Brown acknowledges that “theologians, writers, poets, and musicians have always used the metaphor of the wilderness.” The commonalities “are the notions of solitude, vulnerability, and an emotional, spiritual, or physical quest.” The wilderness is “an untamed, unpredictable place of solitude and searching. It is a place as dangerous as it is breathtaking, a place as sought after as it is feared. The wilderness can often feel unholy because we can’t control it...But it turns out to be the place of true belonging, and it’s the bravest and most sacred place you will ever stand.”
When God is a part of our wilderness, filling our God-shaped hole, there is a deep sense of security. When we live from our belovedness, then we no longer have to prove to anyone our worth or belonging.

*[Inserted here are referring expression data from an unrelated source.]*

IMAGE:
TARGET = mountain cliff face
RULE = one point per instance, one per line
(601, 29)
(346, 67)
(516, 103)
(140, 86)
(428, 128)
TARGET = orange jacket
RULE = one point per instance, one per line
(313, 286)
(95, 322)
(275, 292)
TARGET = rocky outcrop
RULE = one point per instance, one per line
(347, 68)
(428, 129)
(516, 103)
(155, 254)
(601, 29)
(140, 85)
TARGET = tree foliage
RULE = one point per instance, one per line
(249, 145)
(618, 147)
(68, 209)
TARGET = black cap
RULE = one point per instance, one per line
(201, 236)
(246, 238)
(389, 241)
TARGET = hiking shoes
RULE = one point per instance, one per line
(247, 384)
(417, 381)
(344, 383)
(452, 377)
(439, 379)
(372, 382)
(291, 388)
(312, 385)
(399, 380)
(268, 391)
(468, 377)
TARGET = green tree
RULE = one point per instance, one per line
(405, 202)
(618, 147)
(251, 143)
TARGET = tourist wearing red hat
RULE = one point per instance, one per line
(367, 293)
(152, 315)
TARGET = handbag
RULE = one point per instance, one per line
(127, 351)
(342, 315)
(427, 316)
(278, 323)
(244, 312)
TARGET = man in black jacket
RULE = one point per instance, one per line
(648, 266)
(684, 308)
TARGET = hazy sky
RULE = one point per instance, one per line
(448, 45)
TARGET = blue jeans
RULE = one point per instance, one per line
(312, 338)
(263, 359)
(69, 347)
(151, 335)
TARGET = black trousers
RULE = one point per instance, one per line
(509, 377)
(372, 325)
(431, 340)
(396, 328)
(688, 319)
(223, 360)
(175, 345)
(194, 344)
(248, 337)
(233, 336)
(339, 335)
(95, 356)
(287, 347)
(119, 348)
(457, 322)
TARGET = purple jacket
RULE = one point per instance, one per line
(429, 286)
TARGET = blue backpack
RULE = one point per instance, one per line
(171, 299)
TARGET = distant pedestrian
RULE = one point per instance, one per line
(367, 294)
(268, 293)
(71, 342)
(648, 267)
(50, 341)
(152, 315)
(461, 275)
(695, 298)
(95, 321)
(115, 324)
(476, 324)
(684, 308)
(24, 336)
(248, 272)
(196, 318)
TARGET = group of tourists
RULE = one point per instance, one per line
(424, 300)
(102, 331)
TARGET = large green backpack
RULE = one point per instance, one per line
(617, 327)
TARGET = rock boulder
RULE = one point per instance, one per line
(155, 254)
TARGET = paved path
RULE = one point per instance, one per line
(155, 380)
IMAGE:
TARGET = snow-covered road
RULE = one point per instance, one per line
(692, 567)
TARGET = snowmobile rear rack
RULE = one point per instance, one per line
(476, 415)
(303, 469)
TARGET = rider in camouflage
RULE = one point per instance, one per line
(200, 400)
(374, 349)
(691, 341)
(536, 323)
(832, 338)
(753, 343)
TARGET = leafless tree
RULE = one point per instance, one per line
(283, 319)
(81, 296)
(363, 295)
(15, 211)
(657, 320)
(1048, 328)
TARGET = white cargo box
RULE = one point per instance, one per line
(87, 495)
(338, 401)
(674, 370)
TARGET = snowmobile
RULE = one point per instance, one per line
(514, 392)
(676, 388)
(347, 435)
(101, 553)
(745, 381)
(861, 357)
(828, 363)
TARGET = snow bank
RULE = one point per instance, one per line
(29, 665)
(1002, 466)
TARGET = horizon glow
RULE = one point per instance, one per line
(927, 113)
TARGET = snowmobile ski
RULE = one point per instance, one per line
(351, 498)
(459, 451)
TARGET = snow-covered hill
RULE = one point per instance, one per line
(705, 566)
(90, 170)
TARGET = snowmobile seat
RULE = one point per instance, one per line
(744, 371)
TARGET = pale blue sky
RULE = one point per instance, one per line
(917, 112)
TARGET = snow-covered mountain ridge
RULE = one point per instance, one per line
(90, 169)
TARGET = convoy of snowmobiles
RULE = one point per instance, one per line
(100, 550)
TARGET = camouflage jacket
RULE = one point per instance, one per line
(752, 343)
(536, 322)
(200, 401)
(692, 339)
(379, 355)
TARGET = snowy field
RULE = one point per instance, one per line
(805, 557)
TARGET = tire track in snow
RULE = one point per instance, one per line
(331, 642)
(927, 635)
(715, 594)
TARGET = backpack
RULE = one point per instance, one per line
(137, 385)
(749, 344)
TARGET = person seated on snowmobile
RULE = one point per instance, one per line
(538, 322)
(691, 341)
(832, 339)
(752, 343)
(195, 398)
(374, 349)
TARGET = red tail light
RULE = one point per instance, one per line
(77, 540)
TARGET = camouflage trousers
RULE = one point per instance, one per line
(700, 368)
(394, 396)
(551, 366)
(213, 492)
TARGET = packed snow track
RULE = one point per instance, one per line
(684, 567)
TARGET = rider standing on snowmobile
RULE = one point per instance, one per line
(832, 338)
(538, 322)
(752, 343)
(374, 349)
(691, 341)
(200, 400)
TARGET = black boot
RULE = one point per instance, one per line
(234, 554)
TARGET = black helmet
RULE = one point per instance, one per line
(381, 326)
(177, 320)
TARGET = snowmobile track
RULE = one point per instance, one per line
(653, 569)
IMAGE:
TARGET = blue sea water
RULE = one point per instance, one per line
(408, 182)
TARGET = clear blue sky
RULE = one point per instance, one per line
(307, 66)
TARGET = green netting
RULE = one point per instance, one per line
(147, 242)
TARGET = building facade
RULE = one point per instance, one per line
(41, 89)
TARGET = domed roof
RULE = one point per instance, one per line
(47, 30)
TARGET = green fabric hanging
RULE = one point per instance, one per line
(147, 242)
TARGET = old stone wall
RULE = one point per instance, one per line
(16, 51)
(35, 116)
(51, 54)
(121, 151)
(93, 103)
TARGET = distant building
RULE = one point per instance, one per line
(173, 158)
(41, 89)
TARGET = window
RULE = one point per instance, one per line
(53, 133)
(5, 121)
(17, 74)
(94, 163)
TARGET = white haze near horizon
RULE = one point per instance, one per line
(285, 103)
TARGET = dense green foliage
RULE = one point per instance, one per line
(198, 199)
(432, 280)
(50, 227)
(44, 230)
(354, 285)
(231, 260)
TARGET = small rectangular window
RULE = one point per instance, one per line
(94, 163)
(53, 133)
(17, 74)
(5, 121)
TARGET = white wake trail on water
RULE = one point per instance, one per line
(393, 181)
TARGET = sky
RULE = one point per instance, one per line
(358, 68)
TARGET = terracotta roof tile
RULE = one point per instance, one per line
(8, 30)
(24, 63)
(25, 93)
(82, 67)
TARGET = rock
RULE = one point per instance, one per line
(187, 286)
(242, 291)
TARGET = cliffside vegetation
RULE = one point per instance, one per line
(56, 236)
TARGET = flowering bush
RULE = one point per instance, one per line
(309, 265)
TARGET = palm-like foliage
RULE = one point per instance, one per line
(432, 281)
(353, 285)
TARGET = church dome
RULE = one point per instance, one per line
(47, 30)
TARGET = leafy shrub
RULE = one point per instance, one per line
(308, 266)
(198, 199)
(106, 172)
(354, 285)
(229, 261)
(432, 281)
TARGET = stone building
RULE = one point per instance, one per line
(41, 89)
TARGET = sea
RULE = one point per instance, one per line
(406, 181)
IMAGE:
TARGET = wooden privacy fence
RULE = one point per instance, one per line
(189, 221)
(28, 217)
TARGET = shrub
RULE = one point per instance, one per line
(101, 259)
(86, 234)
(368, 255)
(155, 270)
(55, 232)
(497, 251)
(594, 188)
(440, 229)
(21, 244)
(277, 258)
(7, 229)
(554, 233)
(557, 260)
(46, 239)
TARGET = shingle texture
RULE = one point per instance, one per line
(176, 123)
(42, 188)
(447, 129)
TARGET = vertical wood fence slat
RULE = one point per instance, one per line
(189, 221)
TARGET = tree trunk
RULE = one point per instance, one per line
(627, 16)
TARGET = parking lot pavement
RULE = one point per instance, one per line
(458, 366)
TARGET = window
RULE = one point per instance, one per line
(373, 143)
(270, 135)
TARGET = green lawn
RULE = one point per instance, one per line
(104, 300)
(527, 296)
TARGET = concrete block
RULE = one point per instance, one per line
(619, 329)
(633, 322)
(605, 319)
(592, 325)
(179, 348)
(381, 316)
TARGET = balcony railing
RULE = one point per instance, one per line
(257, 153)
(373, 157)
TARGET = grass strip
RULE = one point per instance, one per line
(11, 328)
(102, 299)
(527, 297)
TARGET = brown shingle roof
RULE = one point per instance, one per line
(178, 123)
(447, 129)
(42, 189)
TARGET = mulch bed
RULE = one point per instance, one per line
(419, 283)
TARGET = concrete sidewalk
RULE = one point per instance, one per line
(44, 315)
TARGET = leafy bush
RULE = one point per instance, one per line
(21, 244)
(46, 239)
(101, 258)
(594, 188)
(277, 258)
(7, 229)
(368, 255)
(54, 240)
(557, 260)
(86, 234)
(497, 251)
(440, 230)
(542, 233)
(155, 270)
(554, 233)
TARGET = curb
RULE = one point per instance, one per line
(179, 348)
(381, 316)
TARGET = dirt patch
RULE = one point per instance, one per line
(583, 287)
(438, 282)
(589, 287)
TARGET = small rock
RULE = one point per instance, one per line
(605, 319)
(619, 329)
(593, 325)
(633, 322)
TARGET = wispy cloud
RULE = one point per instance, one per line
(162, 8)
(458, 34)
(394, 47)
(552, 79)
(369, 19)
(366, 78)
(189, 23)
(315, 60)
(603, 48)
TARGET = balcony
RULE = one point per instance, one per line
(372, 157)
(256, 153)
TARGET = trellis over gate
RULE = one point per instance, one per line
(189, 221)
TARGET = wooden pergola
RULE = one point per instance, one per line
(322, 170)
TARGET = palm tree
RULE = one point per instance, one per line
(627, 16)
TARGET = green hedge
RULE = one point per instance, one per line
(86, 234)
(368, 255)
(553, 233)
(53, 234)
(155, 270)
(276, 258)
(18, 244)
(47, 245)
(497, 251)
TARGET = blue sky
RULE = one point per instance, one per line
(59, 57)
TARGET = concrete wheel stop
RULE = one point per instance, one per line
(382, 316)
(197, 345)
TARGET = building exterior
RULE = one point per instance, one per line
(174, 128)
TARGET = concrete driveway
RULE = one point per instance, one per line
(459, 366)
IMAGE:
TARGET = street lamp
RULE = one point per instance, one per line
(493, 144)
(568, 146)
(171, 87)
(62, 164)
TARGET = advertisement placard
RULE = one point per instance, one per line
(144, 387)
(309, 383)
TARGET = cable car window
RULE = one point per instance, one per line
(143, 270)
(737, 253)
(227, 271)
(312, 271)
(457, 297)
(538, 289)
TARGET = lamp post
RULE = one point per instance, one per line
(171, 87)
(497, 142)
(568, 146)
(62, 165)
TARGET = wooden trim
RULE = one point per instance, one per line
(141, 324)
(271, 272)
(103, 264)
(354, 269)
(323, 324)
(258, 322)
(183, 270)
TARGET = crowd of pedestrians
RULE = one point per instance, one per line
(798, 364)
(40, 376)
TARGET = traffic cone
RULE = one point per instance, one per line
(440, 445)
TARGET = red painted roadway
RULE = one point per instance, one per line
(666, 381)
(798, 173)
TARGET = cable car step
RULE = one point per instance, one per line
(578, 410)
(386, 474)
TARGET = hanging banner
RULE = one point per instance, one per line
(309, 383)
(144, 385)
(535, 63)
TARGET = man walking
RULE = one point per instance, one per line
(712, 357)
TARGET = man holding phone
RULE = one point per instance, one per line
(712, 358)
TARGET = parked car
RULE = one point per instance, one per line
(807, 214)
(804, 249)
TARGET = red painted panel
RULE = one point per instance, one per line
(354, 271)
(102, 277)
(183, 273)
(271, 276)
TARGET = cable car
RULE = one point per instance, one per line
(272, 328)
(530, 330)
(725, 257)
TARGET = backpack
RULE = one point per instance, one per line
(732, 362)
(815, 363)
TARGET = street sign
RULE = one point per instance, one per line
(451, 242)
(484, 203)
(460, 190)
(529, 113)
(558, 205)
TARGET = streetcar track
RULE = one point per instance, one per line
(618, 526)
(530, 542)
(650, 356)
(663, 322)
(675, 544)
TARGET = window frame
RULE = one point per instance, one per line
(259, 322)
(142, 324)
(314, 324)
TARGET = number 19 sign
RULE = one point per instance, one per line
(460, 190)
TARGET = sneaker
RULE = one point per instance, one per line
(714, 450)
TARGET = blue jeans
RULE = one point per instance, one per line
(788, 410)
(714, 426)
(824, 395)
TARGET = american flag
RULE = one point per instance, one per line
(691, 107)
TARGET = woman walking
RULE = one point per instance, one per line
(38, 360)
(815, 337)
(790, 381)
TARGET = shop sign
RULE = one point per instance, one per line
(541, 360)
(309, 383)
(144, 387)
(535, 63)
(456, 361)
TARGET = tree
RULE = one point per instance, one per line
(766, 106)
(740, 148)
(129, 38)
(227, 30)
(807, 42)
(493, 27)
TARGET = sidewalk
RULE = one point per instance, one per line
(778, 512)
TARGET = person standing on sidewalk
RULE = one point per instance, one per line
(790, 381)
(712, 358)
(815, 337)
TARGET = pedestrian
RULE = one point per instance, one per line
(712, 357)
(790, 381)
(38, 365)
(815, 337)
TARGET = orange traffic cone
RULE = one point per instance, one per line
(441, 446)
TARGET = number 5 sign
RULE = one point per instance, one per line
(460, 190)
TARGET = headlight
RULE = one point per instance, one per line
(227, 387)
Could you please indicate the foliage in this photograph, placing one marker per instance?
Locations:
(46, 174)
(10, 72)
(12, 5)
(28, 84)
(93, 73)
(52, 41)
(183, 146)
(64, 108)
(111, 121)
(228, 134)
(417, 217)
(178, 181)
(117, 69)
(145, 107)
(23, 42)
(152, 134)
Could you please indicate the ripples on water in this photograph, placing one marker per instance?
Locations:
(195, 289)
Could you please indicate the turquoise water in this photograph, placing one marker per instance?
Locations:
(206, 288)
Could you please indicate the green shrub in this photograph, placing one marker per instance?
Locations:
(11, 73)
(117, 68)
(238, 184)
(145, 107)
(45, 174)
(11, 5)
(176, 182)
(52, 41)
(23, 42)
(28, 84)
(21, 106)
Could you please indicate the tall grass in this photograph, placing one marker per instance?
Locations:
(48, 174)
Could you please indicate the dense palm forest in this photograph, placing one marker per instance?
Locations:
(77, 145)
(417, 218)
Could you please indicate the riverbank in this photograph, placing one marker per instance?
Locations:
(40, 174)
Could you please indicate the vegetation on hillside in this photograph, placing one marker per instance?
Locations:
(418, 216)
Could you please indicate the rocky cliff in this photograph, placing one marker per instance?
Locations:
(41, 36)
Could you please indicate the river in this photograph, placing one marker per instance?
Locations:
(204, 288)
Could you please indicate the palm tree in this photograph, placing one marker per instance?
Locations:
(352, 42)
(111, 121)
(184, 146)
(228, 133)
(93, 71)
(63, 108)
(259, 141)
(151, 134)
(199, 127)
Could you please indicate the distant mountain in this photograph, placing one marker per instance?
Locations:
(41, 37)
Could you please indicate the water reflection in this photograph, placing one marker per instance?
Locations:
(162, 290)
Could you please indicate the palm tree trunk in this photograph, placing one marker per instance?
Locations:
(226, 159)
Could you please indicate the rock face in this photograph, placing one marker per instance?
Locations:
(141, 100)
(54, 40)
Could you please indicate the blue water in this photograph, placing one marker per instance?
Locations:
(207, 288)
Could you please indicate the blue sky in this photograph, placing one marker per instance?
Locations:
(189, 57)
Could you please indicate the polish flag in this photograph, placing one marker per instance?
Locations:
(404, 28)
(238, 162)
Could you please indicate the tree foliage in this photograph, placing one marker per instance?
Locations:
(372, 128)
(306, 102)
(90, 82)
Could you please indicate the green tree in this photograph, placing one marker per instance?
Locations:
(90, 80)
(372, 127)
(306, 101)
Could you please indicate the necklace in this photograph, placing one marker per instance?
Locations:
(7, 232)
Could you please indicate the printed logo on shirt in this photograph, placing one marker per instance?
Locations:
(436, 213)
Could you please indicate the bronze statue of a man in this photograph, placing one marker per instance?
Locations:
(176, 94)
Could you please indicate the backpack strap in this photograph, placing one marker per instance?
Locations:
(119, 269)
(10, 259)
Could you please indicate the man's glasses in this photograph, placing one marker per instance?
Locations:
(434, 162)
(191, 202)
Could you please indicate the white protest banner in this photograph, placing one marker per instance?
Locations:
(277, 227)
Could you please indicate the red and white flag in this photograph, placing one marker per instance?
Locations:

Lent is a time to enter into this wilderness. A time when we are invited to take a journey as Jesus did, challenging us to rely on God for our security and identity rather than the messages that swirl around us.
Lent has a tradition of giving up or taking on a discipline that we may dedicate the same amount of time in prayer or contemplation. This has meaning for some and for others it has become dogmatic and lost meaning. What I challenge you with this week is to reflect on what it is in your life that draws your attention away from or toward living into being a beloved child of God? And what difference does it make for you?
When we stand from a place of God’s strength and security, our perspective changes. Fears are kept in check, convictions of lifestyle shift, possessions loosen their grip.
There should be a warning though, as Jesus did, we risk our lives living into God’s belovedness for us. It is a place of risk, but one of great meaning and reward.
Here would be another opportunity for reflection, to experiment each day by saying these 7 words to yourself 5 times, emphasizing a different word each time.
I am a beloved child of God.
I am a beloved child of God.
I am a beloved child of God.
I am a beloved child of God.
I am a beloved child of God.
We will never keep temptation fully at bay. Ash Wednesday was a day to remind us of our mortality. However, even in the most barren of places, God’s love endures forever.
And so we acknowledge our constant need for God’s presence to be with us on this wilderness way. I invite us to pray together in song, When we are tested and wrestle alone, acknowledging our need for God to be with us on this journey.
Hymn: When we are tested and wrestle alone
(to be sung to the melody of ‘Be thou my vision’)
When we are tested and wrestle alone,
famished for bread when the world offers stone,
nourish us, God, by your word and your way,
food that sustains us by night and by day.
When in the desert we cry for relief,
pleading for paths marked by certain belief,
lift us to love you beyond sign and test,
trusting your presence, our only true rest.
When we are tempted to barter our souls,
trading the truth for the pow’r to control,
teach us to worship and praise only you,
seeking your will in the work that we do.
When we have struggled and searched through the night,
sorting and sifting the wrong from the right,
Savior, surround us with circles of care,
angels of healing, of hope, and of prayer.